Difference between string and text in rails? - ruby-on-rails

I'm making a new web app using Rails, and was wondering, what's the difference between string and text? And when should each be used?

The difference relies in how the symbol is converted into its respective column type in query language.
with MySQL :string is mapped to VARCHAR(255)
https://edgeguides.rubyonrails.org/active_record_migrations.html
:string | VARCHAR | :limit => 1 to 255 (default = 255)
:text | TINYTEXT, TEXT, MEDIUMTEXT, or LONGTEXT2 | :limit => 1 to 4294967296 (default = 65536)
Reference:
https://hub.packtpub.com/working-rails-activerecord-migrations-models-scaffolding-and-database-completion/
When should each be used?
As a general rule of thumb, use :string for short text input (username, email, password, titles, etc.) and use :text for longer expected input such as descriptions, comment content, etc.

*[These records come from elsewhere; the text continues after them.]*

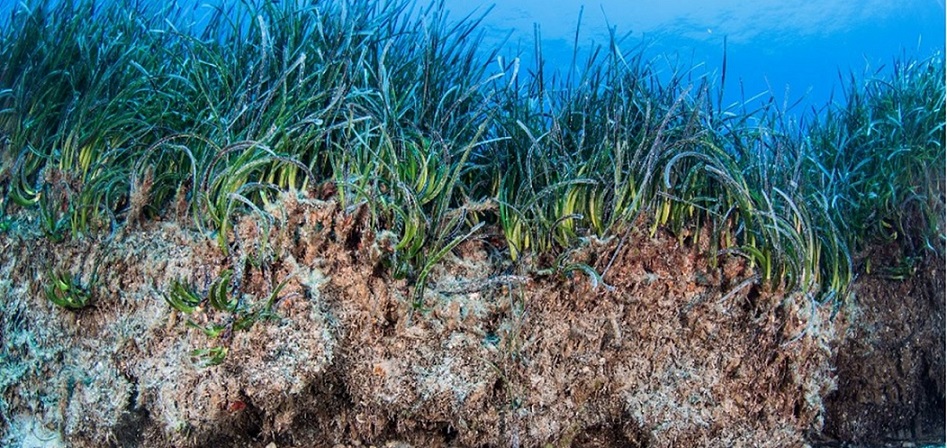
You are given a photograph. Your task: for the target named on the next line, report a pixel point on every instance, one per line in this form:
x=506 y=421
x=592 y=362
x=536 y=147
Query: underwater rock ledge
x=673 y=353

If you are using postgres use text wherever you can, unless you have a size constraint since there is no performance penalty for text vs varchar
There is no performance difference among these three types, apart from increased storage space when using the blank-padded type, and a few extra CPU cycles to check the length when storing into a length-constrained column. While character(n) has performance advantages in some other database systems, there is no such advantage in PostgreSQL; in fact character(n) is usually the slowest of the three because of its additional storage costs. In most situations text or character varying should be used instead
PostsgreSQL manual

String translates to "Varchar" in your database, while text translates to "text". A varchar can contain far less items, a text can be of (almost) any length.
For an in-depth analysis with good references check http://www.pythian.com/news/7129/text-vs-varchar/
Edit: Some database engines can load varchar in one go, but store text (and blob) outside of the table. A SELECT name, amount FROM products could, be a lot slower when using text for name than when you use varchar. And since Rails, by default loads records with SELECT * FROM... your text-columns will be loaded. This will probably never be a real problem in your or my app, though (Premature optimization is ...). But knowing that text is not always "free" is good to know.

String if the size is fixed and small and text if it is variable and big.
This is kind of important because text is way bigger than strings. It contains a lot more kilobytes.
So for small fields always use string(varchar). Fields like. first_name, login, email, subject (of a article or post)
and example of texts: content/body of a post or article. fields for paragraphs etc
String size 1 to 255 (default = 255)
Text size 1 to 4294967296 (default = 65536)2

As explained above not just the db datatype it will also affect the view that will be generated if you are scaffolding.
string will generate a text_field text will generate a text_area

Use string for shorter field, like names, address, phone, company
Use Text for larger content, comments, content, paragraphs.
My general rule, if it's something that is more than one line, I typically go for text, if it's a short 2-6 words, I go for string.
The official rule is 255 for a string. So, if your string is more than 255 characters, go for text.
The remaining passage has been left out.